I would recommend any student of the past to save up Leptis Magna to the last. As a sight, as an experience, there is nothing to equal it…It has splendor; it is as complete as any reasonable man could wish for; the restorers have been happily hampered by political convulsions and lack of funds; above all, you can walk in its ruins for days on end, as I have done, and see nobody…Still, I do not think the Libyans will make any serious attempt to develop it, as the word goes, for a long time to come. They are too absorbed in their newly discovered oil.
-Cities in the Sand, Aubrey Menen
Walking alone in the desert is wonderful.

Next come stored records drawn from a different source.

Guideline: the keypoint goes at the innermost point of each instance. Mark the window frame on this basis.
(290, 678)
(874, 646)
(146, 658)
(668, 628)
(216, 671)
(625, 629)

It’s like walking on the face of a clock that’s stopped.
-from the 1957 film Legend of the Lost, shot on location at Leptis Magna, starring John Wayne as a Latin sight-reading Saharan adventurer and Sophia Loren as a prostitute and pick pocket
Aubrey Menen approached Leptis from Tripoli in the west and John Wayne and Sophia Loren came up from Timbuktu in the south. All three had to wade through the sand to get there. I arrived by hired car and only had to wade through a few trinket sellers at the main gate. My time was just after one “political convulsion” and just before the next, the one that killed Qaddafi. Like them, I saw nobody while there- as if the Libyan clock had stopped long before me.
A few travel agencies had sqeezed their Leptis tours successfully between political convulsions, but not many. Only a happy few have recently passed under Roman Emperor Septimius Severus’ triumphal quadrifons arch at the intersection of the cardo and the decumanus maximus to walk the via colonnata to the palaestra, the baths, and the nymphaeum. War and mayhem have a way of impeding tourism, even of erasing history. And Menen was right about this and still is- for a long time to come Libyans will be absorbed by other things, even if Leptis’ native son Septimius, his hands bloodied from murdering family and friends, might teach today’s warlords why they should leave a few stones standing for those who come after.